Step2: Search of Geospatial Data
The search of data is not an easy task because there is no unique Geospatial Data Discovery Portal or “georepository” to find all the available geospatial data and this, despite the efforts of national spatial data infrastructures. Before beginning the search, it is necessary to have in mind the results of the previously completed needs assessment step (see my previous post) which corresponds to:
- what are we searching for, the semantics of objects → the What,
- the spatial extent → the Where,
- the temporal extent → the When,
- the analysis and usages → the Why, which will allow to precisely define the relevant What and to define How the data must be structured,
- the kind of document needed (vector, raster, DTM, etc.), the ranges of scales or spatial resolution and temporal resolution used in the data production, the coordinates system, data format, desired quality criteria, … → How is the data,
- Available Human and monetary resources → the Means.
- What: Criterion which directs us toward a particular portal in the event of very specific searches themes like: standing forest or type of soil. For more generic themes, like roads and hydrography, virtually all portals will describe this kind of data. Most of the portals use thesaurus (synonyms and parent/child terms lists) which facilitate the What search.
- Where: Criterion which helps to identify the search portals. For example, for a worldwide coverage, the Natural Earth portal offers free geospatial datasets on many themes. This portal replaces the data server Digital Chart of the World which content is not up-to-date. For a Canadian coverage, Canadian Geospatial Data Infrastructure (CGDI) is a doorway to about 700 vector and raster datasets available in different formats. At the Quebec provincial level, the Québec géographique portal shows all the maps, atlas and geospatial data products available on the Quebec government departments and other governmental organisations. Geospatial data can also be found in private companies like NAVTEQ (world coverage) and DMTI (Canadian coverage) which sell them. The Where can be interrogated by location keywords, by coordinates, by map number or by defining a region on a map.
- When: Easily identifiable criterion in raster datasets which represent the territory state at a specific date or a range of specific dates in the case of several images. It is the same with most large scale datasets for which the data acquisition was done over a small period of time. On the other hand, for small scale datasets covering a large spatial coverage like National road network (NRN on Geobase), the temporal coverage for the complete dataset may be very large (presently from 2003 to 2011 for the NRN). In this case, the When is very dependent of the Where, the What and the How, i.e. which will vary from one place to another, according to the data layer and the data acquisition technic used (remote sensing imagery, aerial photography, ground survey, etc.). In these conditions, the When will have to be analysed in more detail. It is not always possible to search data using the When in GeoPortals; the search of historical data may be laborious.
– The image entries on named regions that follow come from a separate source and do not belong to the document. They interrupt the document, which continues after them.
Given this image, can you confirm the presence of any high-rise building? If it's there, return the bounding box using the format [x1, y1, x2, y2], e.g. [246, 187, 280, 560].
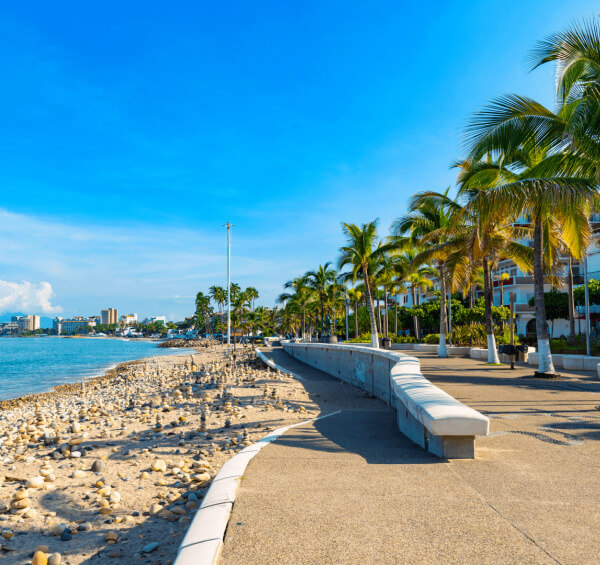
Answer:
[100, 308, 119, 326]
[11, 315, 40, 331]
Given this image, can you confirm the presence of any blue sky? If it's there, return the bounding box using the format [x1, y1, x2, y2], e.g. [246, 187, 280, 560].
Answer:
[0, 0, 595, 319]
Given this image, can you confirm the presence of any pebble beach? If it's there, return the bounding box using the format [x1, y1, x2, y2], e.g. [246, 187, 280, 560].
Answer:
[0, 345, 319, 565]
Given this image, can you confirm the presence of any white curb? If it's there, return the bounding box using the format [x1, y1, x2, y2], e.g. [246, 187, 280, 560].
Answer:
[173, 410, 341, 565]
[254, 347, 304, 381]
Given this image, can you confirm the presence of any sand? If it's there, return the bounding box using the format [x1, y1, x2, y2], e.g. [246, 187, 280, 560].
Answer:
[0, 346, 319, 565]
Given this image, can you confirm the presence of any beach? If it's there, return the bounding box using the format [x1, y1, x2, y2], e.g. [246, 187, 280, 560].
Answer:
[0, 346, 318, 565]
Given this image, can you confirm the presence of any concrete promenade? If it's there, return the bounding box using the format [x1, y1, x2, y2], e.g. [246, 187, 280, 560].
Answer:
[222, 349, 600, 564]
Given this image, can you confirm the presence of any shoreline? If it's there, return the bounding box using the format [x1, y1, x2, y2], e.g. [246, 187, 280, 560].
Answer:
[0, 346, 320, 565]
[0, 348, 198, 413]
[0, 336, 193, 404]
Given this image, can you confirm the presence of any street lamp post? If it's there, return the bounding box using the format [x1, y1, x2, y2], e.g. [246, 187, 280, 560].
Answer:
[345, 291, 350, 341]
[223, 222, 233, 351]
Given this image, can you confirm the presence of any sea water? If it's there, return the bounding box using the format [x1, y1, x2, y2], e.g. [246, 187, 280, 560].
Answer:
[0, 337, 192, 400]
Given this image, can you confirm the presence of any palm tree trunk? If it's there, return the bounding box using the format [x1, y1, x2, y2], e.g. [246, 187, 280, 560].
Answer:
[438, 261, 448, 357]
[375, 287, 383, 333]
[567, 253, 575, 337]
[533, 215, 556, 373]
[320, 296, 325, 340]
[363, 266, 379, 349]
[410, 284, 419, 339]
[483, 257, 500, 364]
[383, 286, 390, 337]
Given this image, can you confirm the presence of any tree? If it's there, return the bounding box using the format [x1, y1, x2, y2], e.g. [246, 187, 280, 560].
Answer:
[305, 262, 337, 337]
[277, 275, 314, 341]
[339, 220, 390, 349]
[346, 288, 362, 337]
[467, 95, 597, 374]
[529, 288, 569, 334]
[392, 190, 460, 357]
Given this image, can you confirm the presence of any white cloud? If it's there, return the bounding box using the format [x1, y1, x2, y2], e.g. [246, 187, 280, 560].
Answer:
[0, 280, 62, 314]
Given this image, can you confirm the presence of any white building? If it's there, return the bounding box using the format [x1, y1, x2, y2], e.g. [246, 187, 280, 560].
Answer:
[121, 314, 137, 326]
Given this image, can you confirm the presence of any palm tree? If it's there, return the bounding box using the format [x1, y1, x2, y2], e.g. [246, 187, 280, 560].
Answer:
[339, 220, 390, 349]
[208, 285, 227, 321]
[392, 189, 461, 357]
[304, 262, 336, 338]
[467, 95, 597, 374]
[346, 288, 362, 337]
[245, 286, 259, 310]
[277, 275, 314, 341]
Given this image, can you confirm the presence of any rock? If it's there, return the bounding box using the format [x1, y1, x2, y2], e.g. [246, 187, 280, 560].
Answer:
[10, 498, 31, 510]
[142, 541, 158, 553]
[25, 475, 44, 488]
[15, 487, 29, 500]
[31, 551, 48, 565]
[150, 504, 163, 514]
[92, 459, 106, 473]
[51, 524, 67, 536]
[152, 459, 167, 473]
[33, 545, 50, 553]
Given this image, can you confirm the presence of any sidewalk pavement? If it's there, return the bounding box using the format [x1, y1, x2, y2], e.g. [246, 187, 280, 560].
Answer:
[222, 349, 600, 565]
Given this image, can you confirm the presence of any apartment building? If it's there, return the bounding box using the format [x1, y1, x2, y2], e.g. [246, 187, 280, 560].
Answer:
[100, 308, 119, 326]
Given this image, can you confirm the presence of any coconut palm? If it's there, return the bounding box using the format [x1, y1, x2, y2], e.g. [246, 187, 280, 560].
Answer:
[245, 286, 259, 310]
[304, 261, 337, 337]
[339, 220, 391, 349]
[467, 95, 597, 374]
[277, 275, 314, 341]
[346, 288, 362, 337]
[392, 189, 461, 357]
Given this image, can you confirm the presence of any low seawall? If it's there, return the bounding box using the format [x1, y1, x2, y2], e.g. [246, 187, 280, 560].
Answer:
[282, 341, 489, 458]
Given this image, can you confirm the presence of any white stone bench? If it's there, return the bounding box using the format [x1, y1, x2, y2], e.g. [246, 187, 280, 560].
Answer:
[282, 341, 489, 459]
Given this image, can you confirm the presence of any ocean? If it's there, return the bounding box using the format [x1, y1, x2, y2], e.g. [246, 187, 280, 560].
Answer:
[0, 337, 191, 400]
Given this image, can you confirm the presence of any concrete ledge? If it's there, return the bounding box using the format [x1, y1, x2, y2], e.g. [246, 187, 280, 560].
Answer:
[282, 342, 489, 458]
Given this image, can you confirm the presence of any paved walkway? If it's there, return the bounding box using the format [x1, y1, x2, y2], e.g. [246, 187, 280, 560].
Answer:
[222, 349, 600, 565]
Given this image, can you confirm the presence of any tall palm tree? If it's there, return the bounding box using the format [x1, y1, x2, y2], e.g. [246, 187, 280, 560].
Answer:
[208, 285, 227, 321]
[305, 261, 337, 338]
[245, 286, 259, 310]
[339, 220, 391, 349]
[392, 189, 461, 357]
[346, 288, 362, 337]
[277, 275, 314, 341]
[467, 95, 597, 374]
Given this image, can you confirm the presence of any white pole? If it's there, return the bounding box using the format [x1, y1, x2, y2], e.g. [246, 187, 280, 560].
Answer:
[448, 291, 452, 346]
[583, 251, 591, 357]
[225, 222, 231, 351]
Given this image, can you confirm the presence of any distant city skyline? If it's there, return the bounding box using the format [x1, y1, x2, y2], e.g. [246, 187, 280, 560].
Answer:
[0, 0, 597, 320]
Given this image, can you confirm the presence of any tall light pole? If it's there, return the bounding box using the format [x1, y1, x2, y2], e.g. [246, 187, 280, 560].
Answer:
[223, 222, 233, 351]
[583, 249, 591, 357]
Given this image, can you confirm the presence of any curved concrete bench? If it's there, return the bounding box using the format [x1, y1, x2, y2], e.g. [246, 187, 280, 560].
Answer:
[282, 341, 490, 459]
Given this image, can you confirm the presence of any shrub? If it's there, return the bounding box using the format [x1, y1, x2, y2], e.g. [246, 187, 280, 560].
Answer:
[423, 334, 440, 343]
[390, 335, 417, 343]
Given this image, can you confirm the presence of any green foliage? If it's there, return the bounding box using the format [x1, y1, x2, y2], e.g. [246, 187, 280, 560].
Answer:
[423, 334, 440, 344]
[529, 288, 568, 322]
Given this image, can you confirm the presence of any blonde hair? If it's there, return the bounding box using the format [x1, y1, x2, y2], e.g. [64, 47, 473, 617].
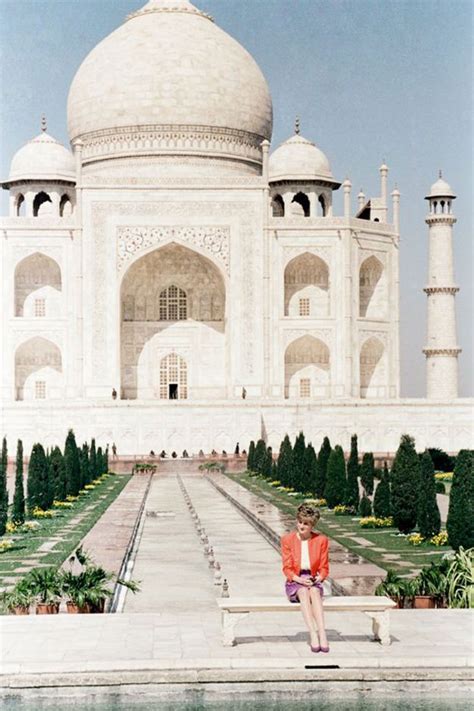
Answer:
[296, 504, 321, 524]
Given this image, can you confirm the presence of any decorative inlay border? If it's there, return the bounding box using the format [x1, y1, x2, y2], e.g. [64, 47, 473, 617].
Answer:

- How: The How is composed of many criteria. Most are easy to identify and are part of search criteria (document type, production scale), as some others vary according to time and space (spatial accuracy, completeness, thematic accuracy) and will have to be analysed in more details in the next steps in order to insure that they meet the requirements.
- Monetary resource: Some portals promote themselves as free data sources like GeoGratis and Open Street map. Others, like CGDI and Statistics Canada, allow to easily differentiating which data is free from data you will have to pay for. The Géoboutique Québec sells data like private companies. We also find geospatial data in some provincial government departments and municipalities but most of them do not distribute information on their data and do not have portals which allow discovering the data. It is necessary to contact them to find out if the data can be distributed and, if yes, if there is a cost associated. The risk of data misuses is not well known today and data producers are careful about distributing their data as it could have liability impact.
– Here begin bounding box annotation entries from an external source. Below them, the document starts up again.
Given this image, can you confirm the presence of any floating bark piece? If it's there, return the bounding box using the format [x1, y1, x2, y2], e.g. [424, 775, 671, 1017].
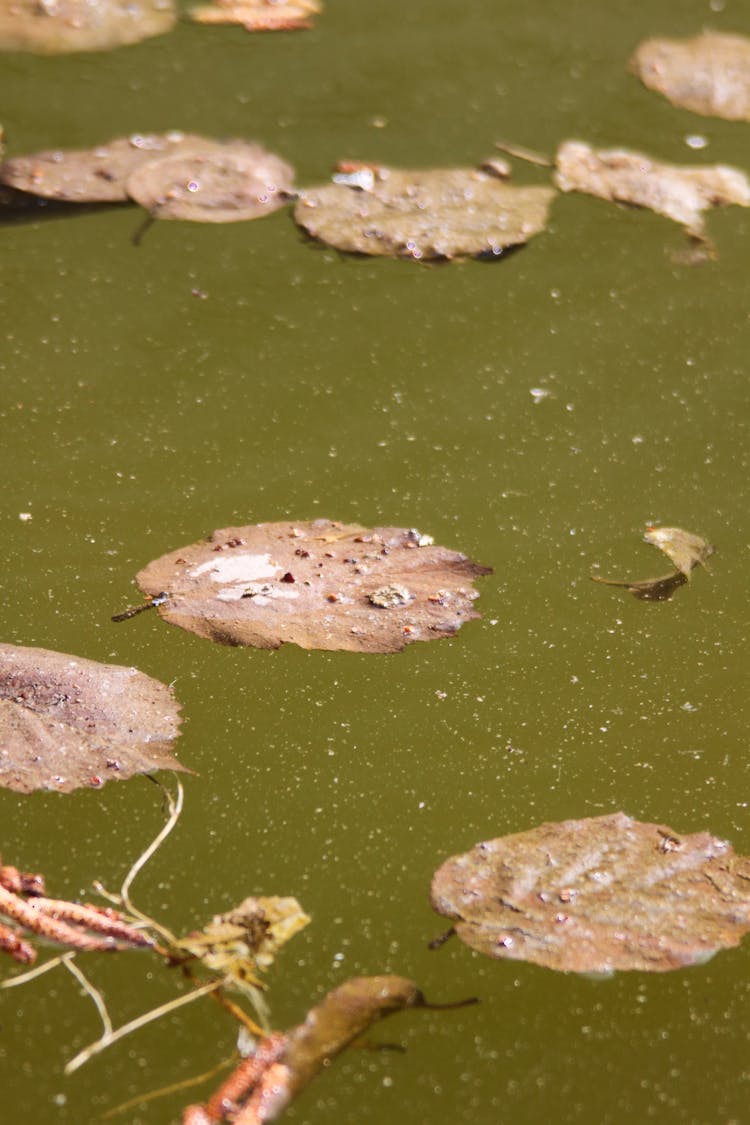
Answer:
[188, 0, 322, 32]
[127, 141, 295, 223]
[295, 165, 555, 260]
[431, 812, 750, 973]
[0, 645, 184, 793]
[0, 866, 153, 964]
[630, 32, 750, 122]
[554, 141, 750, 239]
[0, 0, 177, 55]
[0, 132, 205, 204]
[643, 525, 716, 578]
[130, 520, 491, 653]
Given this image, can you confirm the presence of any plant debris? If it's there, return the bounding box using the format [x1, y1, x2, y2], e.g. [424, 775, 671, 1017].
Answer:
[129, 520, 491, 653]
[182, 977, 475, 1125]
[0, 645, 186, 793]
[0, 0, 177, 55]
[295, 164, 555, 260]
[127, 141, 293, 223]
[630, 32, 750, 122]
[591, 525, 715, 602]
[0, 850, 153, 964]
[554, 141, 750, 240]
[177, 896, 310, 998]
[188, 0, 323, 32]
[431, 812, 750, 973]
[0, 131, 205, 204]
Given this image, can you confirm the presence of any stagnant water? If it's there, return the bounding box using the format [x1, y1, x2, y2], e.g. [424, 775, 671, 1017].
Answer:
[0, 0, 750, 1125]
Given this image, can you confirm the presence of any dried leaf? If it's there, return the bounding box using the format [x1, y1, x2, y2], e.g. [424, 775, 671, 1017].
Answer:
[129, 520, 490, 653]
[554, 141, 750, 239]
[178, 896, 310, 988]
[0, 0, 177, 55]
[431, 812, 750, 973]
[127, 141, 295, 223]
[0, 645, 184, 793]
[630, 32, 750, 122]
[643, 527, 715, 578]
[295, 165, 555, 260]
[189, 0, 323, 32]
[0, 132, 208, 204]
[590, 570, 687, 602]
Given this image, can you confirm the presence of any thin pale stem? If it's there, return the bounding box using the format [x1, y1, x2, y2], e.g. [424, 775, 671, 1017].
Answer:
[63, 961, 112, 1036]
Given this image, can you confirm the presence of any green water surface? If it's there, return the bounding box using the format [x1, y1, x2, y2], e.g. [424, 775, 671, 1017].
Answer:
[0, 0, 750, 1125]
Following this research, it is now necessary to analyse in more detail the datasets that was selected to insure that they meet the requirements. For geospatial datasets that we acquired at a cost, it is often possible to get a dataset sample. The What will be analysed in more detail in Step 3, in my next GeoPost on How to select the best Geospatial Data in 5 steps? – Content assessment of selected datasets and the How ant the Why will be step 4: Data quality assessment.